Possible To Have Multiple Simultaneous Bulk Inserts?


(Kevin M.) #1

I want to run multiple clients that will be doing bulk inserts into the same Elasticsearch index. Is that OK, or do I run the risk of some sort of clash/lock issue(s)? Any info would be appreciated. Thanks.

Kevin


(Mark Walkom) #2

It won't lock, you may get versioning mismatches though.


(Hanish Bansal) #3

@warkolm It's always good to have multiple clients for bulk insert in case of high ingestion rate. But as you mentioned regarding version mismatch issue, there is chance of data loss.

if multiple clients are writing the data parallely and any client got version mismatch error then changes of that client will be lost. Any thoughts to resolve this issue?


(Mark Walkom) #4

There is no loss, the request is notified of the mismatch and it's up to you to do something with it.


(Christian Dahlqvist) #5

This is the normal thing to do and essential to getting optimal indexing throughput.
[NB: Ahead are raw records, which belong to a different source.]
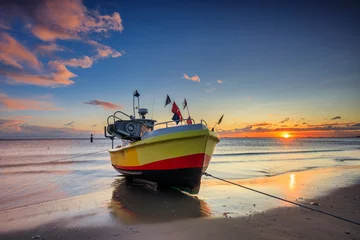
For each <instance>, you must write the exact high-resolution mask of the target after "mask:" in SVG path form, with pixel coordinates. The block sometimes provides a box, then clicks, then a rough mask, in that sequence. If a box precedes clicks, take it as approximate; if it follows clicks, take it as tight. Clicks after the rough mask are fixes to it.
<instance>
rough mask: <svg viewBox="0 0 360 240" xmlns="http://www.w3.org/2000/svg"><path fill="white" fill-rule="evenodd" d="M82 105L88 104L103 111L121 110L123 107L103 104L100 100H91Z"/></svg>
mask: <svg viewBox="0 0 360 240" xmlns="http://www.w3.org/2000/svg"><path fill="white" fill-rule="evenodd" d="M84 103H85V104H90V105H96V106H102V107H103V108H104V109H107V110H110V109H122V108H123V106H121V105H117V104H114V103H110V102H104V101H100V100H91V101H88V102H84Z"/></svg>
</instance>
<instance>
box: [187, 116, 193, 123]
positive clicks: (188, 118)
mask: <svg viewBox="0 0 360 240" xmlns="http://www.w3.org/2000/svg"><path fill="white" fill-rule="evenodd" d="M186 123H187V124H188V125H191V124H192V120H191V117H190V116H189V117H188V118H187V119H186Z"/></svg>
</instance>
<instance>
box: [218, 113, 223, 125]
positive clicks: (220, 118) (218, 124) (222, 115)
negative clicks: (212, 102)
mask: <svg viewBox="0 0 360 240" xmlns="http://www.w3.org/2000/svg"><path fill="white" fill-rule="evenodd" d="M223 117H224V114H223V115H222V116H221V118H220V119H219V121H218V125H219V124H220V123H221V121H222V118H223Z"/></svg>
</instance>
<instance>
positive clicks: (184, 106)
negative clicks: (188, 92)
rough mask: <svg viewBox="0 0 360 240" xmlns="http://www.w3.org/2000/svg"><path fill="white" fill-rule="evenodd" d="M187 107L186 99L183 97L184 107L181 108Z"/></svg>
mask: <svg viewBox="0 0 360 240" xmlns="http://www.w3.org/2000/svg"><path fill="white" fill-rule="evenodd" d="M186 107H187V101H186V98H184V108H183V110H184V109H185V108H186Z"/></svg>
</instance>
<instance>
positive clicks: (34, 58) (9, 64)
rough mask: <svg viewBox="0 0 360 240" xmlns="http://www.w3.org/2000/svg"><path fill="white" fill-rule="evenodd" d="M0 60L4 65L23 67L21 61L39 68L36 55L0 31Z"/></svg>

Logstash does use multiple connections in parallel by default. If you are allowing Elasticsearch to assign document ids there should be no clashes nor locking issues. If you however have concurrent updates you might have some contention and conflicting updates, which is usually resolved automatically through retries.


(Kevin M.) #6

Thanks for all of the responses. The processing completed with no issues.

Kevin


(system) #7

This topic was automatically closed 28 days after the last reply. New replies are no longer allowed.